Demonstrates sex-dependent therapeutic effects of rapamycin on amyloid pathology and microglial function in AD models.

## Key findings

- Rapamycin reduced Aβ plaques and improved memory in 5xFAD and hAPPNL mice.
- Treatment increased microglial recruitment and Aβ clearance, especially in female mice.
- Rapamycin enhanced lysosomal degradation and lipid droplet clearance in microglia.

## Abstract

Alzheimer's disease (AD), the most common form of dementia, lacks effective disease‐modifying treatments.

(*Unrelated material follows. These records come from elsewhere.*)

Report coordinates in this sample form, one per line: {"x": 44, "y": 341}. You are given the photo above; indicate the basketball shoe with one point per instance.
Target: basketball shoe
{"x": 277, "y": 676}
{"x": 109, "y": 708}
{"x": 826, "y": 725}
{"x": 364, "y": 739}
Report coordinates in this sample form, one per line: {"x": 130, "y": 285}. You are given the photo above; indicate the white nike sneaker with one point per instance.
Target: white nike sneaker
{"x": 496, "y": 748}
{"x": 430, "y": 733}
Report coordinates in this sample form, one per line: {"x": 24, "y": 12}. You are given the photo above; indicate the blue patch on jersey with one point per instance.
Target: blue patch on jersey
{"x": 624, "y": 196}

Rapamycin, an mTOR inhibitor with immunomodulatory properties, may mitigate AD pathology by restoring microglial functions.

Rapamycin was orally administered to 2‐month‐old 5xFAD and hAPPNL.

Rapamycin treatment reduced the cerebral Aβ plaque burden, alleviated dystrophic neurites, suppressed glial hyperactivation, and increased plaque‐associated microglial density in both mouse models, with more pronounced effects in female mice. These pathological improvements were associated with attenuated deficits in hippocampal‐dependent memory tasks (spontaneous alternation in the Y‐maze and contextual fear conditioning tasks). Mechanistically, rapamycin enhances microglial lysosomal degradation, promotes lipid droplet clearance in BV2 cells, and increases Aβ phagocytic clearance in primary microglial cells.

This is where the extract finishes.